EGİAD Yönetim Kurulu Başkanı Alp Avni Yelkenbiçer, 195 ülkenin onayıyla kabul edilen Paris Anlaşması’nın, iklim değişikliğine karşı küresel çapta verilen mücadelede tarihsel bir dönüm noktası olduğuna dikkat çekti. Yelkenbiçer, “Türkiye çok büyük ve önemli bir adım atmıştır. Paris Anlaşması’nın onaylanması çok önemli bir adımdır ama asıl işimiz şimdi başlıyor” diye konuştu.

“Paris Anlaşması, dünya için bir başarıdır”

Anlaşmanın, aynı zamanda 2030 Sürdürülebilir Kalkınma Gündemi çerçevesinde daha istikrarlı, daha sağlıklı bir gezegen, daha adil toplumlar ve daha canlı ekonomilerin olduğu bir dünya bırakmak adına da önemli bir fırsat olduğunu belirten Yelkenbiçer, “Bu Anlaşma, küresel ölçekte temiz enerjiye geçişte tüm dünyaya yol gösterecek. Söz konusu geçiş, ilgili tüm politik kararlarda, iş ve yatırım davranışlarında değişikliğe gidilmeyi zorunlu kılıyor. Paris Anlaşması, neredeyse tüm dünya emisyonlarını kapsayan, iklim değişikliği konusundaki ilk çok uluslu anlaşma özelliğine sahip. Paris Anlaşması, dünya için bir başarıdır. Avrupa Birliğinin (AB) düşük karbon ekonomisine giden yolunu doğrular niteliktedir” sözlerine yer verdi.

EGİAD, konunun takipçisi olmuştu

EGİAD, konuya ilişkin geçtiğimiz günlerde WWF-Türkiye (Doğal Hayatı Koruma Vakfı) iş birliği ile düzenlediği “İklim Krizi ve AB Yeşil Mutabakat” toplantısı ve STK iş birliği ile düzenlediği “AB Yeşil Mutabakatı” toplantılarında ve yaptığı sayısız basın açıklamalarında konunun sıkı takipçisi olmuştu.

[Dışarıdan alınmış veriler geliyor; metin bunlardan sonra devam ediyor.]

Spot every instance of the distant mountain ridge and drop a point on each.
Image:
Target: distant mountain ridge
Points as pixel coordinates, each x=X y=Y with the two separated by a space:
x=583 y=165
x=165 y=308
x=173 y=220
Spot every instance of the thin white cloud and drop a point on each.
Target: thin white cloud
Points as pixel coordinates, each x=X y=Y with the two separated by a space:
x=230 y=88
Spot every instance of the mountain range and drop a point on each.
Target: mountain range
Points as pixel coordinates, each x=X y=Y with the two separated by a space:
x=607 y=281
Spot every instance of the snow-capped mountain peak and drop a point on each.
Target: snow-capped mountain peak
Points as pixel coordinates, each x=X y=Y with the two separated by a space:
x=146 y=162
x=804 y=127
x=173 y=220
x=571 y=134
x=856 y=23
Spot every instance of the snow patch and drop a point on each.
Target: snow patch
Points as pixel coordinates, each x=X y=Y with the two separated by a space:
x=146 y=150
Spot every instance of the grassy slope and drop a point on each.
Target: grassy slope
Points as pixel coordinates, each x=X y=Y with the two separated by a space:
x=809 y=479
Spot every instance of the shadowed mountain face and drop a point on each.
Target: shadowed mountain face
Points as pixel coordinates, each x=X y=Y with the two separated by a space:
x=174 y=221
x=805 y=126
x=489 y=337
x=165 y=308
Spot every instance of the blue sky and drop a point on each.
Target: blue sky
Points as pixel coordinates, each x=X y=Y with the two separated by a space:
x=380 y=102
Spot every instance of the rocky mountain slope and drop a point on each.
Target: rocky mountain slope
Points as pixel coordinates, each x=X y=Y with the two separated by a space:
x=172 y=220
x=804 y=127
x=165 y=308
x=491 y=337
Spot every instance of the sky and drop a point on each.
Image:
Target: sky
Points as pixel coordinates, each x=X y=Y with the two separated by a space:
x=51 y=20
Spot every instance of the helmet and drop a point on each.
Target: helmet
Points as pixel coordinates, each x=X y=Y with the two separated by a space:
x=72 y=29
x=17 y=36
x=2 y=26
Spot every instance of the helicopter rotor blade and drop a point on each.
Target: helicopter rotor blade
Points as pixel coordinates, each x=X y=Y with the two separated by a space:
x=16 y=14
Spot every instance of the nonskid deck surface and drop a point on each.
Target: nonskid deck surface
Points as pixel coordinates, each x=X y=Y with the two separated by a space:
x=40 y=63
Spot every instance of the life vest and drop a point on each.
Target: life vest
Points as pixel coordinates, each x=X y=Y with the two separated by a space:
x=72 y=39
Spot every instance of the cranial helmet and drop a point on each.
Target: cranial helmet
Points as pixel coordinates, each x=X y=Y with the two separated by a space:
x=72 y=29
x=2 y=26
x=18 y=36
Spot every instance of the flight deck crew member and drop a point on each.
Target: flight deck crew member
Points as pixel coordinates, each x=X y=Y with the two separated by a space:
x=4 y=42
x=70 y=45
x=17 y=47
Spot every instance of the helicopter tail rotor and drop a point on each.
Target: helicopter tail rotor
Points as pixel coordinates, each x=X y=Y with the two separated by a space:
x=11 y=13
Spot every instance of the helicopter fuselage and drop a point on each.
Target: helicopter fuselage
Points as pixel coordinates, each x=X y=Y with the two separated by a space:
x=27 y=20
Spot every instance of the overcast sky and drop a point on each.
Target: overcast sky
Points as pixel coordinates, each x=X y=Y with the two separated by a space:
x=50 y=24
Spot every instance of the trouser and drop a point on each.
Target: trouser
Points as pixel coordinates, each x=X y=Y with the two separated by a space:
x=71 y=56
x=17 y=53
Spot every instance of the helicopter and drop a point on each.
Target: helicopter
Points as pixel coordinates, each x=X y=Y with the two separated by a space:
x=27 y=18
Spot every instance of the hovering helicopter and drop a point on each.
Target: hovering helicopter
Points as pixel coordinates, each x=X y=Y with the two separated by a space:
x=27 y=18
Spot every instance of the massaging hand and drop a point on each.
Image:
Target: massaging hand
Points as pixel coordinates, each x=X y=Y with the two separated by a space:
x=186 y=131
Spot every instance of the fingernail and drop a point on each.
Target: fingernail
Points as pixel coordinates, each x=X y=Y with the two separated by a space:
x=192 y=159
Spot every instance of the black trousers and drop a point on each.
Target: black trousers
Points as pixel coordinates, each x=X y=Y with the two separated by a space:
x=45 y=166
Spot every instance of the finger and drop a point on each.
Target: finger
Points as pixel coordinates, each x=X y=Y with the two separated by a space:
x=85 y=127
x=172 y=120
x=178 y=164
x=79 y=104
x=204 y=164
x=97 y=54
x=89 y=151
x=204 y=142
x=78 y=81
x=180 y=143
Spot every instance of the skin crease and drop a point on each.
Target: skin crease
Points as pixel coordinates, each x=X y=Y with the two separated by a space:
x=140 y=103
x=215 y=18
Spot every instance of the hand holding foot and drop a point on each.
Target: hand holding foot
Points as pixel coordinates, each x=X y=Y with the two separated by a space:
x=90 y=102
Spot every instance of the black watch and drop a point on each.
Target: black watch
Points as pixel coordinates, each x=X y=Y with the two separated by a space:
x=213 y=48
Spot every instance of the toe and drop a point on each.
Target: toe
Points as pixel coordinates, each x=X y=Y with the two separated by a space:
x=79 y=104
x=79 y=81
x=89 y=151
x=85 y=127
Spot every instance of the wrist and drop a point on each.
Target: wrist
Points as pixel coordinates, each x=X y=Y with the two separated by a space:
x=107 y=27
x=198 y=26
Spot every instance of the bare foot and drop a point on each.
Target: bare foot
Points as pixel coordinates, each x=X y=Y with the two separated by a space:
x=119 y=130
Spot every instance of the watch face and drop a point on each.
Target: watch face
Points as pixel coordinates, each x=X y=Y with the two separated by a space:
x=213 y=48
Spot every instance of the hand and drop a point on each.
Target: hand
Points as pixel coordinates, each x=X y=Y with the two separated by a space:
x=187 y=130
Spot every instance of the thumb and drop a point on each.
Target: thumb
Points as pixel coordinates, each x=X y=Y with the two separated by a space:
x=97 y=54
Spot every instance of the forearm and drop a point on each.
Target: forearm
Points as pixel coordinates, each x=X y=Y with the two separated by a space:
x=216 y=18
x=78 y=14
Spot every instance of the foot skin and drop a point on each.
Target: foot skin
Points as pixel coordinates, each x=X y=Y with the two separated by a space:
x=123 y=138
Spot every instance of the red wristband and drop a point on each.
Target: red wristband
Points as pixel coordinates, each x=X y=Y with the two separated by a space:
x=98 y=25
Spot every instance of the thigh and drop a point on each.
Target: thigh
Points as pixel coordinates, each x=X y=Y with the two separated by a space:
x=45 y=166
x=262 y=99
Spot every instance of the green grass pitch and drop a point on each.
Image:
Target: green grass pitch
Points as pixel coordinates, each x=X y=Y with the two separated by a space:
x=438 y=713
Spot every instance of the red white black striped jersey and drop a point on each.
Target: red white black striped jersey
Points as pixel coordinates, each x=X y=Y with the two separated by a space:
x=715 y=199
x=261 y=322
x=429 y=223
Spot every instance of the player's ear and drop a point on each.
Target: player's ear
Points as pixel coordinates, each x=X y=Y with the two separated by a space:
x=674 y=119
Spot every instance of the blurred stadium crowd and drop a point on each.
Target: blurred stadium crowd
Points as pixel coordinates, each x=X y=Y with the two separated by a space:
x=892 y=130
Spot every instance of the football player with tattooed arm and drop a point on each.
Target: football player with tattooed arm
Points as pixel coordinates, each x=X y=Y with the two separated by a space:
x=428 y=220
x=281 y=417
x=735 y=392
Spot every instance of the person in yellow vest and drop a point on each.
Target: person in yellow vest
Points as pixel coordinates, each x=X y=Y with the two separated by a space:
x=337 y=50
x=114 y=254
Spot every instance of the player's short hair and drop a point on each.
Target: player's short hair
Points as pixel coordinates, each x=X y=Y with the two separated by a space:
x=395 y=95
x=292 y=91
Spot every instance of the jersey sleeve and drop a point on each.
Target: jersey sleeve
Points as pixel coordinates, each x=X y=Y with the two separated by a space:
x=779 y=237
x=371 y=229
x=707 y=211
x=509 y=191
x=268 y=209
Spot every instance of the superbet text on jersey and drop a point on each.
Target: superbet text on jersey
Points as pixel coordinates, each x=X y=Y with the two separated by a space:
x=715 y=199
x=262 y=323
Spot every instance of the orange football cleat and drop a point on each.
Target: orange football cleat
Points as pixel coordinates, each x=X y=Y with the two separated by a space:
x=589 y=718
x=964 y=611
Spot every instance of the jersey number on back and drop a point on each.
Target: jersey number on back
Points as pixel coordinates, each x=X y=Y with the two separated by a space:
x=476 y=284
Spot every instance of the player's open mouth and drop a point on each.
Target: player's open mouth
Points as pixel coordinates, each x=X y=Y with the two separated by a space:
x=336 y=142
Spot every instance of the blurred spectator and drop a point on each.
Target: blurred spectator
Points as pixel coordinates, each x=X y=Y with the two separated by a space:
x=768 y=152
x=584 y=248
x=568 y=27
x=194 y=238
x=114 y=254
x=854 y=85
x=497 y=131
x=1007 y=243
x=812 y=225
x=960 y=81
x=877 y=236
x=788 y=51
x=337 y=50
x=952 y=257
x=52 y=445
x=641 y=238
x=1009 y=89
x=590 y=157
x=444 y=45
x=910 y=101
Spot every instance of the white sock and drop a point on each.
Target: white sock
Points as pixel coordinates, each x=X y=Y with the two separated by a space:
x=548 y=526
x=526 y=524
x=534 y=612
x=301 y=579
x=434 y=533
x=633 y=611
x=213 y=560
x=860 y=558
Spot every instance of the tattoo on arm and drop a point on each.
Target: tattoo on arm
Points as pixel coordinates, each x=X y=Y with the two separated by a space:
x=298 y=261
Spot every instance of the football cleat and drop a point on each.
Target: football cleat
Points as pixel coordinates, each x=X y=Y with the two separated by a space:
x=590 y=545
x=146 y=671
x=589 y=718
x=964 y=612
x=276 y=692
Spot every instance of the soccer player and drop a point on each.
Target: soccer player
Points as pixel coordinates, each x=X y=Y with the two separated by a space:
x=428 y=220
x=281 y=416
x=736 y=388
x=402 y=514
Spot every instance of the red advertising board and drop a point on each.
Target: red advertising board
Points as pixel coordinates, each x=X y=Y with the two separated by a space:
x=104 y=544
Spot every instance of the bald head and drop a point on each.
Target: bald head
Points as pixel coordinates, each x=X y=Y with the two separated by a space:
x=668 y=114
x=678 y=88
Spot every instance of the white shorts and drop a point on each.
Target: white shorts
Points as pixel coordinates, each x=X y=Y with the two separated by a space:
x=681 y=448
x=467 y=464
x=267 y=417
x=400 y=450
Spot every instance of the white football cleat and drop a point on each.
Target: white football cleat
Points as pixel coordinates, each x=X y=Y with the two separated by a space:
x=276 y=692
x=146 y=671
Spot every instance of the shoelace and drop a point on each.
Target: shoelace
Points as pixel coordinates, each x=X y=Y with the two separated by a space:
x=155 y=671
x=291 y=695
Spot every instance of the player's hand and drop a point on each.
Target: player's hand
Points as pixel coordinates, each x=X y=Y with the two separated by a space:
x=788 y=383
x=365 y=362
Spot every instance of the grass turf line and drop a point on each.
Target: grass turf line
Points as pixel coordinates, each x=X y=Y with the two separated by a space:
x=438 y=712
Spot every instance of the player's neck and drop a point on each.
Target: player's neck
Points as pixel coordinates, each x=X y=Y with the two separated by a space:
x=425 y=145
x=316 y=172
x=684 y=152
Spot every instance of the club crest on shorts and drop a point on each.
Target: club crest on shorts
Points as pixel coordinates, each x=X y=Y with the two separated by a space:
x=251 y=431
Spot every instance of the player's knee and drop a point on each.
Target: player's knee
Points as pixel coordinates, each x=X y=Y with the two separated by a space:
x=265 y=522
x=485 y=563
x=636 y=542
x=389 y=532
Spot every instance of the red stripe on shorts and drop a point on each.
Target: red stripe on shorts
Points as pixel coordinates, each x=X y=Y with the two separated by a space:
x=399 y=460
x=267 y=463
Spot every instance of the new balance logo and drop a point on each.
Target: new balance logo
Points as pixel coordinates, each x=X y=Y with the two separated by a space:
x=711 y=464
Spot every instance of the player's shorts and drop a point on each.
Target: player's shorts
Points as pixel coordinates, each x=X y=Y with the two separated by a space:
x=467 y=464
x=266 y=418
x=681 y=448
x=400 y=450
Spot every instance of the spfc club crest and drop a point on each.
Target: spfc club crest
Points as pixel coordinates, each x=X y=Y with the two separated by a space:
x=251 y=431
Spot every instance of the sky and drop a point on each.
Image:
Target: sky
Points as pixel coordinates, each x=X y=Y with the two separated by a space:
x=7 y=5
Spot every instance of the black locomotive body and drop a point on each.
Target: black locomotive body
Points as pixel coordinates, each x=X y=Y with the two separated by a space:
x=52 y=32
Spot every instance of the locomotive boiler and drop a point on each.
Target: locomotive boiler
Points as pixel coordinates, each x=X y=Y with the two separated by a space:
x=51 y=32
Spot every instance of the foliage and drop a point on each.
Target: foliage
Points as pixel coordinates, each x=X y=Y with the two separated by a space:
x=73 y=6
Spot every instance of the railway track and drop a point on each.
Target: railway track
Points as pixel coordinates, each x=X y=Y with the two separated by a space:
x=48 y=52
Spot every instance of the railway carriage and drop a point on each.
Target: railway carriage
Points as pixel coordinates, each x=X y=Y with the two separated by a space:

Yelkenbiçer gerçekleşen toplantılarda, “Paris Antlaşması’nı onaylamalıyız” söylemiyle gündeme gelmişti.

EGİAD Yönetim Kurulu Başkanı Alp Avni Yelkenbiçer Avrupa Birliği Yeşil Mutabakatı’nın özünde iklim ve çevreyle ilgili zorluklarla mücadele konusunda yeni taahhütler öngören geniş ve etkili düzenlemelere haiz bir yol haritası sunduğunu ifade ederek, 2030’a kadar karbon salınımını yüzde 50 oranında azaltmak ve akabinde 2050’de sıfıra indirmek hedefi olan AB Yeşil Mutabakatı’nda bu hedeflere ulaşabilmek için sektörler özelinde kriterler, yeni vergiler ve iş modelleri gibi uygulamaların aşamalı olarak getirileceğini hatırlatmış, “Yeşil Mutabakat çerçevesinde karbon kaçağını azaltmak amacıyla sınırda karbon düzenlemesi mekanizmasıyla AB’de uygulanan iklim değişikliği politikaları ile uyumlu düzenlemeleri hayata geçirmemiş AB dışı ülkelerden gelen bazı mallar için getirilmesi planlanan ek yükümlülüklerin uygulanacağı bir sistemin geliştirilmesine ilişkin çalışmalar devam ediyor. Yeşil Mutabakatı’na göre AB, artık başka ülkelerle yapacağı ticaret anlaşmaları için aday ülkelerin Paris Antlaşması’nı ‘onaylama ve etkin bir şekilde uygulaması’ ön şartını getiriyor. Her tehdit bir fırsat barındırır bakış açısıyla AB Yeşil Mutabakatı’na yaklaşmak gerekir. Türkiye’nin düşük karbonlu üretimi desteklemesine ve bu şekilde yüksek karbonlu ülkelere göre avantajlı konuma gelerek, AB ülkelerine yaptığı ihracatta pazar payını artırmasını da sağlayabilir” demişti.